← back to Book reviews
Software Engineering at Google - by Titus Winters, Hyrum Wright, 2020

The main ideas presented by the book:
- Software engineering vs Programming
- Software engineering is programming integrated over time
- all the things you should consider for your projects, if they are planned to have a longer lifecycle
- Large emphasis on continuous delivery:
- on a longer timespan your software must be able to react to changes, the incapability to react is a high-risk bet, because changes are inevitable (technologies - dependencies, runtimes, hardware; business - market conditions, customer taste)

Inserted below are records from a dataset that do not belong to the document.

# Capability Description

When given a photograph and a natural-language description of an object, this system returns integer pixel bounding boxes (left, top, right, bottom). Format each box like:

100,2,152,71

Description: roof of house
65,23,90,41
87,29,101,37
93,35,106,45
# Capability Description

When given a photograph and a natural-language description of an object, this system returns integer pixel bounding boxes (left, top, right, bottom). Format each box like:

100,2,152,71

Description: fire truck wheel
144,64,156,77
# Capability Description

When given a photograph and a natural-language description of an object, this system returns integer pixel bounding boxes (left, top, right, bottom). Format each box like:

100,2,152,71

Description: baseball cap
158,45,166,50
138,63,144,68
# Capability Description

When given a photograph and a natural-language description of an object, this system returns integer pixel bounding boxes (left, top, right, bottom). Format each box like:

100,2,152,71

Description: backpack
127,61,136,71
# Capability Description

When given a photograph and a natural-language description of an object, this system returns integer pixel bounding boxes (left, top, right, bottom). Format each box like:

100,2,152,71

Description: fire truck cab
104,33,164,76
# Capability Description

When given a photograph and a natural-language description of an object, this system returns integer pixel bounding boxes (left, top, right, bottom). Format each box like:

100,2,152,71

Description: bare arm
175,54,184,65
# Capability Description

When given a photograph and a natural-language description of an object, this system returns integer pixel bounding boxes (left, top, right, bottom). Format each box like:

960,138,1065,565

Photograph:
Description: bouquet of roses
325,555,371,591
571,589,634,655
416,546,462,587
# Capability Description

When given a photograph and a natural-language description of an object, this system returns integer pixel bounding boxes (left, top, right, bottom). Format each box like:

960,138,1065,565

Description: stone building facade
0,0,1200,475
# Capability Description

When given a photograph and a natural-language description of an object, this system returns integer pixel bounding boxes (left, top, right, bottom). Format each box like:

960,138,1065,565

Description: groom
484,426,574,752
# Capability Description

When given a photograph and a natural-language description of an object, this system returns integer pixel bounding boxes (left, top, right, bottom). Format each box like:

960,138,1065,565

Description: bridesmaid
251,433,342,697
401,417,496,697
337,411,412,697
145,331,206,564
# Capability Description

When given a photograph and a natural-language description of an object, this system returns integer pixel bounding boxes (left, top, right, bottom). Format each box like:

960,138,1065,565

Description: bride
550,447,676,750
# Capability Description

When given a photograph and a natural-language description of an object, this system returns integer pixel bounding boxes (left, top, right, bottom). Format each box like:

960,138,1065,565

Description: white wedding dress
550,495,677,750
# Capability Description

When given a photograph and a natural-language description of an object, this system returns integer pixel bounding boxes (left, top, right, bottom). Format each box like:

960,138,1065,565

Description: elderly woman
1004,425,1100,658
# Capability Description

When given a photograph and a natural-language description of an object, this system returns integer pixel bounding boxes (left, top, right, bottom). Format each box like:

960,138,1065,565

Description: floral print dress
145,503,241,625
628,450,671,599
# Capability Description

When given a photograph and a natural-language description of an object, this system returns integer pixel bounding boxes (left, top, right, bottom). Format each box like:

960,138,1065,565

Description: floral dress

- ability to make reliable updates - is the essence of long-term sustainability for your project
Culture
Policies need to scale - sublinear human work/interventions needed
Distributed/Scale knowledge
- psychological safety - it's okay to not know something, it's okay to ask questions, it's okay to be wrong/to fail - we all learn constantly, no one is perfect
- don't reform/remove/rewrite system without understanding the context
- "Chesterson’s fence" - if you don't understand why a fence was erected in the first place, removing it might cause unintended consequences
- unless you know why someone made a decision, you can’t safely change it or conclude that they were wrong
- great decisions depend on understanding the rational behind previous decisions
- second order thinking - consequences of the consequences of your decision
- document it vs one-on-one explanation
- "leave the camping grounds cleaner than you found it" - README.md updates
Leadership
Don'ts
- don't micromanage or treat like children - trust them to do the right thing
- don't ignore low performers - ruin teams/it's not beneficial for them either - set up micro goals
- don't hire pusharounds, low performer - hire smart/ambitious
- don't be everyone's friend - but be humble and respectful
Dos
- do set clear goals - and clear priorities (aligns teams, make them more efficient)
- define vision/goals - what things need to get done - and trust the team to figure out how
- do lose the ego - encourage inquiry, seek constructive feedback apologize, acknowledge your mistakes,
- take the job seriously, but don't take yourself seriously
- do ask questions - when someone ask for advice, they typically want you to help them solve a problem, by refining and exploring the problem
- do build consensus - drive the process, gentle push if needed
- do be honest - i'm not allowed to tell you, I want you to know that you are doing something wrong, but I'm committed to helping you improve
- do track happiness - make sure they get recognition, shitty tasks are spread evenly, no one works long hours
Always be deciding
"Important and ambiguous problems do not have magic “silver bullet” solutions. There’s no answer that works forever in all situations. There is only the best answer for the moment (this month, reevaluate next month), and it almost certainly involves making trade-offs in one direction or another. It’s your job to call out the trade-offs, and help decide how to balance"
"The trap of searching for the perfect solution, which leads analysis paralysis. - You need to make your teams comfortable with iteration - you need to frame your process as continuous rebalancing of trade-offs, it’s an iterative process. This is what we mean when we say Always Be Deciding."
“if you try to achieve an impossible goal, there’s a good chance you’ll fail, but if you fail trying to achieve the impossible, you’ll most likely accomplish far more than you would have accomplished had you merely attempted something you knew you could complete.”
“Hope is not a strategy.”
Research advice
- what results are you expecting and why? - fight bias, ad-hoc explanations of results
- if data supports your expected results, what action will be taken? - if no action/no point of measuring
- if we get a negative results, will appropriate action be taken? - if negative results don't change a decision (there are other factors/inputs), it might not be worth measuring
- who is going to take action on the results and when? - what kind of evidence is expected and what is the time frame
GSM system
- Goal - what you want to understand
- Signal - how you might know, signals that you'd like to measure (they might not be measurable)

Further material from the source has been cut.